From: Kenneth Whistler (kenw@sybase.com)
Date: Mon Dec 22 2008 - 19:58:55 CST
> > What we concluded is that we would propose that the characters
> > be allocated in a
> > block that had enough positions for the non-private use country codes
> > (that is 676
> > combinations - AA, ZZ, QM..QZ, XA..XZ).
Postscript on this topic:
The 10 flag symbols in the SoftBank and KDDI set make
no sense whatsoever *as a set* if interpreted primarily
as country symbols or flag symbols per se.

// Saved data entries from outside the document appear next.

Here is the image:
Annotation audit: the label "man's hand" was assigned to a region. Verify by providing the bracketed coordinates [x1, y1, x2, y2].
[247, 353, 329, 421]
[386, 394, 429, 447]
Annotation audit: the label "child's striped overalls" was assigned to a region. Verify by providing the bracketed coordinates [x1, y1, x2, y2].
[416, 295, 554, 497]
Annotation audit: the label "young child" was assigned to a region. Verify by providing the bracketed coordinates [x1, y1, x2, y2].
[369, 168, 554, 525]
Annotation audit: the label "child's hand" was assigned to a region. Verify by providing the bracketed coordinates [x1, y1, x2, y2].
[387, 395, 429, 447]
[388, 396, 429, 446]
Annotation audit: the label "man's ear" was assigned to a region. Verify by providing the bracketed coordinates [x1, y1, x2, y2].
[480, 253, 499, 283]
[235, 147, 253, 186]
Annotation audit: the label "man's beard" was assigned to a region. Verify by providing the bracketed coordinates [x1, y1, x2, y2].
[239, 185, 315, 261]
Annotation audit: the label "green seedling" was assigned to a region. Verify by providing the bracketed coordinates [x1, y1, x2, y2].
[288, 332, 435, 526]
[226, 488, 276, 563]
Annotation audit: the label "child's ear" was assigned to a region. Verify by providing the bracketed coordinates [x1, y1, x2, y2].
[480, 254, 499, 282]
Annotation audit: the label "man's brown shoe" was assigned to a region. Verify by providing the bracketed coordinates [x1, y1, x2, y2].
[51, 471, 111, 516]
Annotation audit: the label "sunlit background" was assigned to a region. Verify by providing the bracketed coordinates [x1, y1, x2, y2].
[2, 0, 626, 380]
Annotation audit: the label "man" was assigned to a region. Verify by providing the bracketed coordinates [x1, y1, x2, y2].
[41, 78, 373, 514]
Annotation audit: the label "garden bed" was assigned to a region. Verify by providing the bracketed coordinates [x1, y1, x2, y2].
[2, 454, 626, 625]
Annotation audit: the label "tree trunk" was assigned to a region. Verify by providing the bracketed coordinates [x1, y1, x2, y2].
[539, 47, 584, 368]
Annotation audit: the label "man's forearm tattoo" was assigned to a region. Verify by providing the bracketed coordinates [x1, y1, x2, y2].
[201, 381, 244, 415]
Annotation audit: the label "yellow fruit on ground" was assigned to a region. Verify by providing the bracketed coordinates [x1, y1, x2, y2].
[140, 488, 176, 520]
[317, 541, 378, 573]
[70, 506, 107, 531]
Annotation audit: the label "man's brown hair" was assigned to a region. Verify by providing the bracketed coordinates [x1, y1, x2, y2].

What does make sense, for understanding why these 10
and no others (while allowing for the possibility that
everything in all of the sets was the result of
haphazard decisions) is interpreting them as the most
common language/locale indicator icons. I.e., the
list really represents:
Japanese
U.S. English
French
German
Italian
British English
Spanish
Russian
Chinese
Korean
Now *that* makes sense of a limited set of these symbols --
it is really what you would most likely see as identifying
language on websites, on publication lists, on other kinds
of items for sale in Japan -- and might well be the
original intent of this set by whoever was grabbing stuff
for the sets in the first place.
So while the KDDI documentation says of these things,
literally, "Russian national flag", etc., what I suspect
the full gloss should be is more like:
"[This glyph is an icon of the] Russian national flag
[standing for the Russian language/locale]."
It is a semiotic mistake here to just blandly assume that
because the icon in question is an image of the Russian
flag, that it is intended as a symbol *of* the flag
per se, and that thus we are obligated to go down the
road of international fairness and provide the opportunity
for *everybody* to encode their flag, too, just so nobody
is going to be miffed that their country was dissed by
the international standard.
Interpreting (and encoding) these 10 symbols as common
language/locale symbols, rather than as national flags
per se, will deal with the interoperability issue for wireless
transmapping, will avoid the whole political rathole of
trying to encode flags *as* flags, and will avoid the
nonsense of trying to architect a registration scheme
for future encoding of country flag symbols as characters.